Christopher Oddleifson

Analyst

Do you have a sense of gain on sale?

Denis Sheahan

Analyst

Yes, the gain of sale in the fourth quarter is probably in the 102 range or 2 points. We have had to adjust pricing there to get a little bit more competitive, so we would expect that to decline heading into the first quarter, and our pipeline right now is down to around $80 million to $85 million, which decreased from where we were in the fourth quarter on average.

Christopher Oddleifson

Analyst

On the utilization, utilization on the asset based side is actually down Q3 to Q4 from 45% to 43%. It’s been as I said mostly new business generation.

Matthew Kelly

Analyst

Okay.
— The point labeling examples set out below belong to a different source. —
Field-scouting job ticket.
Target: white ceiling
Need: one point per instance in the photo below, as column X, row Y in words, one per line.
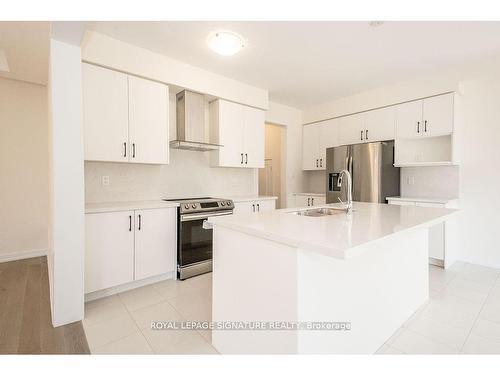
column 26, row 47
column 307, row 63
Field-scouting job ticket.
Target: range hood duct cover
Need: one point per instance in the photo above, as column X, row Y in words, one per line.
column 190, row 109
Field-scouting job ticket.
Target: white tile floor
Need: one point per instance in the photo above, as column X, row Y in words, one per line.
column 461, row 316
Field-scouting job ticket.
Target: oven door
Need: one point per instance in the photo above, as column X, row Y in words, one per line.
column 195, row 242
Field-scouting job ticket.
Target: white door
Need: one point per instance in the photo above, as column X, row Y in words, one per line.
column 105, row 114
column 155, row 242
column 231, row 129
column 409, row 119
column 380, row 124
column 148, row 121
column 109, row 250
column 317, row 200
column 302, row 200
column 438, row 115
column 265, row 205
column 254, row 137
column 310, row 147
column 352, row 129
column 244, row 207
column 328, row 137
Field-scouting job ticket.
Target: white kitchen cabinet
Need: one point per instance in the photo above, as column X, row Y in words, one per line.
column 380, row 124
column 148, row 121
column 316, row 138
column 309, row 200
column 125, row 246
column 352, row 129
column 109, row 250
column 246, row 207
column 240, row 131
column 429, row 117
column 105, row 114
column 155, row 242
column 125, row 118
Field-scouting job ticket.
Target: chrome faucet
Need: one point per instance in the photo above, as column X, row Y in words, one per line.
column 348, row 205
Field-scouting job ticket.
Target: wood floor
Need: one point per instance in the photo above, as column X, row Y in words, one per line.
column 25, row 321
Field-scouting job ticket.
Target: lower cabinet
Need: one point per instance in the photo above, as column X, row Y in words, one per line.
column 254, row 206
column 124, row 246
column 302, row 200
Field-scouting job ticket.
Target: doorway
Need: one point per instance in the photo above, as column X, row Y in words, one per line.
column 271, row 177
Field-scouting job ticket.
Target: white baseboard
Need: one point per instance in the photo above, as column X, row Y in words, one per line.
column 132, row 285
column 26, row 254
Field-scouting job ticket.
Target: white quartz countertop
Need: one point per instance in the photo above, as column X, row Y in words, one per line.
column 248, row 198
column 92, row 208
column 311, row 194
column 422, row 199
column 340, row 236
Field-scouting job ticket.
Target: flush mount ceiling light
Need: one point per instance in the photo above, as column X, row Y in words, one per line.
column 4, row 66
column 225, row 43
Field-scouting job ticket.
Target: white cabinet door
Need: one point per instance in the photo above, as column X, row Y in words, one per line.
column 310, row 147
column 227, row 120
column 243, row 207
column 380, row 124
column 155, row 242
column 328, row 137
column 105, row 116
column 109, row 250
column 438, row 115
column 352, row 129
column 409, row 119
column 265, row 205
column 148, row 121
column 254, row 137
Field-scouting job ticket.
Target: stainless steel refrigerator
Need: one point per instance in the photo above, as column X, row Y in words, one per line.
column 374, row 176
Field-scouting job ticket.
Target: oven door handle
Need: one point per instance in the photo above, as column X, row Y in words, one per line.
column 192, row 217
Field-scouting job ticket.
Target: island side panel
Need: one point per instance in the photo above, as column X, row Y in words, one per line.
column 253, row 280
column 376, row 291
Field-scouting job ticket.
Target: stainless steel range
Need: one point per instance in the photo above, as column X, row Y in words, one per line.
column 194, row 243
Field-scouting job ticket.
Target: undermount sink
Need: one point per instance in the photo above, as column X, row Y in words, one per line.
column 316, row 212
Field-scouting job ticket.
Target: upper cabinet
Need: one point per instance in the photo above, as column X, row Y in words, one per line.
column 239, row 130
column 316, row 138
column 125, row 117
column 428, row 117
column 371, row 126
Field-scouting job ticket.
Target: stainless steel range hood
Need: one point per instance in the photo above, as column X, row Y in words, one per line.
column 190, row 111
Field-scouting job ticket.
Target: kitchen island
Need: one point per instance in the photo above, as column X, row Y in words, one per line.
column 367, row 271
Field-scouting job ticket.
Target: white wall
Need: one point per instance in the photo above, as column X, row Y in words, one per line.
column 479, row 153
column 66, row 253
column 187, row 175
column 24, row 160
column 103, row 50
column 291, row 118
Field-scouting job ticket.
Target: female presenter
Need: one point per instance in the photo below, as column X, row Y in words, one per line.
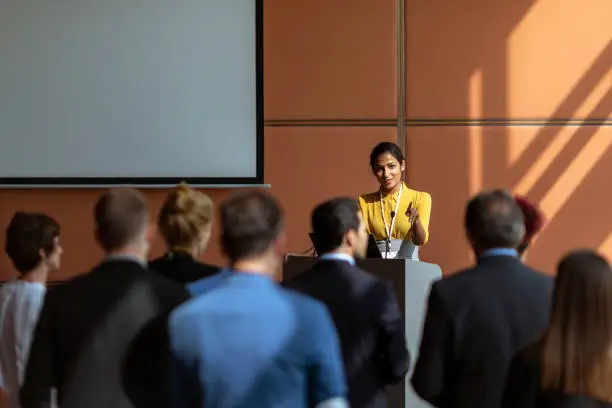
column 396, row 215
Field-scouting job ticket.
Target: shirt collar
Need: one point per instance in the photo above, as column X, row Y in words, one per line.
column 337, row 257
column 500, row 252
column 125, row 257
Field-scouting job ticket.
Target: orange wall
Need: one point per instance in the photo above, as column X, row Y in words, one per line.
column 534, row 68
And then last question, how much did home equity pricing actually changes over the last couple of months, you mentioned a couple of times become a lot more competitive. Could you just quantify that at all?

Christopher Oddleifson

Analyst

Well, just to give you sense of it and Rob you can jump in here too. The product that we were originating the most over the past 2 years has been our first position home equity, which is really, it’s a refi product, it’s an alternatives to conventional mortgage process and for us it was the reason we liked it is typically smaller balanced seasoned mortgages, low LTV, very good credit quality, and very convenient from the borrowers perspective, low cost of entry. But what’s happened is with the drop in 15, 20 year, 30 year conventional mortgage rate, it’s more challenging for us to originate at that the kind of pricing we were getting. So we’ll reevaluate here as we enter 2013 and see if there are areas, markets spots where we can be more competitive from a pricing perspective, but we felt pretty good quite frankly about the growth, we were going to achieve in commercial on the second half for the year that we were comfortable backing off on home equity. Rob, you agree with that.

Unknown Executive

Analyst

Yes, so just a point of clarity of just a pricing competition is not in the home equity products offering, it’s the alternative in conventional mortgage lending and the gap created there.

Operator

Operator

And the next question is from Damon DelMonte of KBW.

Damon Del Monte

Analyst

Denis just a question for you on the forecasted expense growth, how much of that is actually organic growth versus is it still layering on of centrals expense base.

Denis Sheahan

Analyst

Yes, the organic is about 2.2% growth, so we think we've got pretty good expense control. I referenced our efficiency ratio earlier at the core. So that's what we are targeting for the core. Central as I said while we are achieving our cost sales, we will be a little bit of a drag in 2013 until we begin the process of scaling up in that market and we are confident we are going to be able to do that.

Damon Del Monte

Analyst

With respect to the margin I think you had said that it’s going to trend down to like from 360 down to 350 by the end of the year. Is the starting point for the first quarter then did you say was 360 or did you say in to 360s.

Denis Sheahan

Analyst

In the 360s; Damon if you think of it this way and obviously this purchase accounting stuff can create some volatility in the margin. But we were at 368 in the fourth quarter, 5 basis points of that, you know the margin was benefited by 5 basis points by unanticipated loan payoffs from the acquisition. So if you will a normalized margin, 363. So start from there and we will unfortunately work our way down to the 350 region by the end of the year.

Operator

Operator

[Operator Instructions] Showing no further questions, we will conclude the question-and-answer session. I would like to turn the call conference back over to Mr. Oddleifson for any closing remarks.

Christopher Oddleifson

Analyst

Great, well thank you very much everybody for joining us today. We wish you a Happy New Year, and we look forward to talking with you again in 3 months. Have a good weekend. Bye.

Operator

Operator

The conference is now concluded. Thank you for attending today's presentation. You may now disconnect.